PROMOTEURS ET ARCHITECTES S'AFFRONTENT SUR LA CORNICHE OUEST DE DAKAR
Des années de frénésie immobilière ont bétonné le front de mer de la capitale. Pour mettre fin au far west, les autorités cherchent une voie entre essor économique et protection du littoral

Vestige d’un autre temps, le phare des Mamelles – construit en 1864 sur l’une des deux collines volcaniques qui offrent à la capitale son unique relief – est désormais cerné. À ses pieds, face à l’Atlantique, un monstre de béton a pris ses quartiers à l’orée de la route des Almadies. Telle une verrue protubérante sur le visage de Miss Sénégal, le bâtiment flambant neuf doit héberger le nouveau siège de la Caisse des dépôts et consignations (CDC). À quelques centaines de mètres de là, une clinique privée s’est incrustée à flanc de falaise, en surplomb de la mosquée de la Divinité. Et un homme d’affaires influent prévoit de compléter le tableau avec la construction d’un nouvel hôtel. De quoi achever de défigurer ce panorama, autrefois idyllique.
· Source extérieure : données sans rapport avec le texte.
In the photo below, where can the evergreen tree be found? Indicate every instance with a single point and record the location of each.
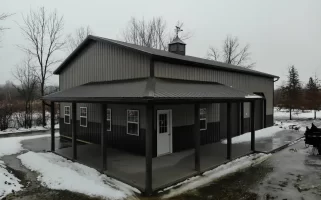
(291, 92)
(312, 95)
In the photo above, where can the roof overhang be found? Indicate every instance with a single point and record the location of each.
(151, 89)
(162, 55)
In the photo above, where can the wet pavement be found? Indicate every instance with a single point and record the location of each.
(291, 174)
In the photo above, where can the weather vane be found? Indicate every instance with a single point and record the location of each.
(178, 29)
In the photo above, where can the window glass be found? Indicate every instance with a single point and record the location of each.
(133, 122)
(203, 124)
(67, 114)
(108, 119)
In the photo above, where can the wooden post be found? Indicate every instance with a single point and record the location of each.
(149, 148)
(103, 136)
(52, 120)
(229, 135)
(74, 126)
(252, 126)
(197, 137)
(242, 118)
(264, 112)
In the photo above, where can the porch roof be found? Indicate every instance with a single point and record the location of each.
(150, 89)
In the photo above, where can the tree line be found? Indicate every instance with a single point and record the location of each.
(293, 95)
(43, 33)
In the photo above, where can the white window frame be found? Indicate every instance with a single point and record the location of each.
(66, 114)
(204, 119)
(109, 120)
(133, 122)
(83, 117)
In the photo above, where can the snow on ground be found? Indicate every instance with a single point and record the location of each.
(300, 119)
(27, 130)
(12, 145)
(59, 173)
(209, 176)
(296, 114)
(8, 182)
(263, 133)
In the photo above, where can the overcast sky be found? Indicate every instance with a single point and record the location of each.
(280, 33)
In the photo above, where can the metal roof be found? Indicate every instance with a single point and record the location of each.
(177, 40)
(161, 54)
(149, 88)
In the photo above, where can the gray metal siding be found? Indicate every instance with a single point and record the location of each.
(241, 81)
(104, 62)
(183, 115)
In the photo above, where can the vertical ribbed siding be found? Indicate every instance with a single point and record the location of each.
(104, 62)
(239, 81)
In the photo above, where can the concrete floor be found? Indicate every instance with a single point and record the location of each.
(167, 169)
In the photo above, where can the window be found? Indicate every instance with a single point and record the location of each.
(133, 122)
(67, 115)
(83, 116)
(203, 124)
(108, 119)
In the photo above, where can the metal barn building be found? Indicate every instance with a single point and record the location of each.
(154, 104)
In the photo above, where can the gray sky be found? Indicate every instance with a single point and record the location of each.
(280, 33)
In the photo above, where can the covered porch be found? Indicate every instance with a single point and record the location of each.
(167, 170)
(151, 172)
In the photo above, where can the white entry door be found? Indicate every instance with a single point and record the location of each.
(164, 132)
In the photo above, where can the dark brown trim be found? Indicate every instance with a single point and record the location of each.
(91, 38)
(74, 130)
(197, 137)
(208, 66)
(253, 126)
(155, 100)
(52, 120)
(149, 149)
(229, 134)
(152, 67)
(242, 118)
(103, 138)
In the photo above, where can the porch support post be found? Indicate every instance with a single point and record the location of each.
(197, 137)
(242, 118)
(52, 120)
(264, 112)
(229, 135)
(252, 126)
(103, 135)
(74, 134)
(149, 148)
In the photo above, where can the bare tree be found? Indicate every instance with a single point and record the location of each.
(74, 40)
(232, 53)
(153, 33)
(6, 107)
(3, 16)
(44, 32)
(27, 79)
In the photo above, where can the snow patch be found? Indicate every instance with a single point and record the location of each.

Depuis longtemps, tel un cancer qui métastase, la frénésie immobilière a rongé la corniche Ouest de Dakar : hôtels, villas et bâtiments monumentaux défigurent le littoral, empêchant même les habitants d’accéder à la plage. Pour Moctar Ba, le président de la Plateforme pour l’environnement et la réappropriation du littoral (Perl), le projet d’aménagement de la corniche Ouest – annoncé par le gouvernement en juin 2020 – est une bien maigre consolation au regard des dommages déjà causés.
Impératifs économiques
Ces dernières années, toutefois, l’ancien expert-comptable a repris espoir. « Lors de la dernière campagne présidentielle, au début de 2019, nous avons adressé aux cinq candidats un Pacte politique pour sauver le littoral du Sénégal. Quelques mois plus tard, j’ai pu évoquer cette question lors du dialogue politique. »
Convié sur les plateaux de télévision à cette occasion, Moctar Ba incite alors les responsables politiques à sortir d’une longue léthargie. Des discussions fructueuses s’engagent avec Abdou Karim Fofana, alors ministre de l’Urbanisme, du Logement et de l’Hygiène publique. Celui-ci l’invite à présenter ses propositions devant les cadres de son ministère. Il publiera même une longue tribune dans laquelle il s’efforce de concilier les impératifs économiques et les préoccupations environnementales . « Des centres commerciaux de Copa Cabana aux hôtels de La Rochelle, en passant par les aménagements payants de la corniche d’Abu Dhabi, tous les pays disposant d’un atout littoral l’exploitent selon des ratios hôtels-accès public-plages de pêcheurs-aménagements… L’enjeu réside dans l’optimisation de cette exploitation », écrit-il.